Incorrect claims can be corrected and re-submitted immediately. Any disagreement over denied claims may be
submitted by the Contractor through the Grievance Process.
2.5
A claim for an
authorized service submitted by the Contractor shall be adjudicated within
thirty (30) calendar days after receipt by the Agency. Any clean claim for an authorized service
provided to a member that is not paid within thirty (30) calendar days after the
claim is received accrues interest at the rate of one percent per month from
the date the claim is submitted. The
interest is prorated on a daily basis and must be paid by the Agency at the
time the clean claim is paid (A.R.S. § 36-2943.D)
2.6
The Contractor understands and agrees that the Agency will not honor any
claim for payment submitted six (6) months after date of service, pursuant to
A.R.S. 11-622. Additionally, a claim
shall not be considered for payment unless it is received by the Agency as a
clean claim not later than twelve (12) months after the last date of service
shown originally on the claim. Claim payment requirements pertain to both contracted
and non-contracted providers. The receipt date of the claim is the day the
claim is received at the Agency’s specified claims mailing address and is date
stamped on the claim, or the date electronically received.
2.7 Claims for services provided during the PPC must be initially submitted within six (6) months from the date of Member enrollment with the Agency. Resubmission of PPC claims should be performed in the same manner as all other claims but the final clean claim must be submitted within twelve (12) months of the date of enrollment with the Agency.
2.9
Capitation payments will be processed for payment following the Agency's
receipt of its capitation payment from AHCCCS.

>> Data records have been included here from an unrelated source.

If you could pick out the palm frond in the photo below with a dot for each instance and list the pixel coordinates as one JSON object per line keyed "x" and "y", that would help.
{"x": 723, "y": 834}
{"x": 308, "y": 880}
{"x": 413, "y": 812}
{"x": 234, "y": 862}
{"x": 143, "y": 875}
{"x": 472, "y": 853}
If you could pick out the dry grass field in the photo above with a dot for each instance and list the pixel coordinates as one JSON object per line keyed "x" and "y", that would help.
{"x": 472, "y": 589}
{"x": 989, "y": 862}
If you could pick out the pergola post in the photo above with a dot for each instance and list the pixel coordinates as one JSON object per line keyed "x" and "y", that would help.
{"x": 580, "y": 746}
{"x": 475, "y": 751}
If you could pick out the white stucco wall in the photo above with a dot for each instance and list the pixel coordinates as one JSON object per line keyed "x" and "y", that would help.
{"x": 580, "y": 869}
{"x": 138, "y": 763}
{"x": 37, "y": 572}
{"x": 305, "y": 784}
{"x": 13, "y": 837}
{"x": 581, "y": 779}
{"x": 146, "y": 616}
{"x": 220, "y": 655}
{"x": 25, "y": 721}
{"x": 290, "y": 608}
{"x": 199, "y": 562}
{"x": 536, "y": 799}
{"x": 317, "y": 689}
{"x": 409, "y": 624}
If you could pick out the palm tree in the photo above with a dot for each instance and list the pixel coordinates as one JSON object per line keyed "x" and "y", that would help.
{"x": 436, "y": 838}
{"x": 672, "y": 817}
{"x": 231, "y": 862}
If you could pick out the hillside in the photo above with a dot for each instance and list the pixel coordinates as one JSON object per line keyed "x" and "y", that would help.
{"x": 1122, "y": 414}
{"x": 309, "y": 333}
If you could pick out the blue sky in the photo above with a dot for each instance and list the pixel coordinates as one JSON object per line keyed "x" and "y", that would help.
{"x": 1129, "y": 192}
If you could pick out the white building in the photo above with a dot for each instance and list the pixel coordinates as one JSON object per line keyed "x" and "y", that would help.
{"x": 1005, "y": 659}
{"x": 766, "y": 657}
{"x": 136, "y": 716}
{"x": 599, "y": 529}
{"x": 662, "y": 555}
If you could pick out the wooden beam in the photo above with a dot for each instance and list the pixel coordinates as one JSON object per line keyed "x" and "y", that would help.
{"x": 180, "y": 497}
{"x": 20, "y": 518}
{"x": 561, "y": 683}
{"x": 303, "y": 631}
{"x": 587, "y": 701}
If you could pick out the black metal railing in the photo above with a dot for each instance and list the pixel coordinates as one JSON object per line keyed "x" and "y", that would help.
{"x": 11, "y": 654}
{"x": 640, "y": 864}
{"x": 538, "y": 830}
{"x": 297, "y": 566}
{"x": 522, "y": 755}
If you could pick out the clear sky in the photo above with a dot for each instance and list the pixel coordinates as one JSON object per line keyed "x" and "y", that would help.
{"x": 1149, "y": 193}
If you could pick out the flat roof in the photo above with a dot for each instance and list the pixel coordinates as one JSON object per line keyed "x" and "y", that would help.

The Contractor's warrant will be processed and remitted on or about
fourteen (14) days following the Agency's receipt of its capitation, which is
on or about the 5th of each month. Monthly warrants will include the current
month per-member, per-month capitation and the reconciliation for the previous
month to actual member months.
2.10 Contractor's under capitation shall submit encounter data to Agency for covered services provided not later than sixty (60) days following the end of the month in which service was provided on CMS 1500 claim forms. Subject to Agency approval, Contractor may provide encounter data in the tape format specified by the Agency. Encounter data shall include data required for claims payment, and the billable rate as though the Contractor were not receiving capitation (less third party recovery).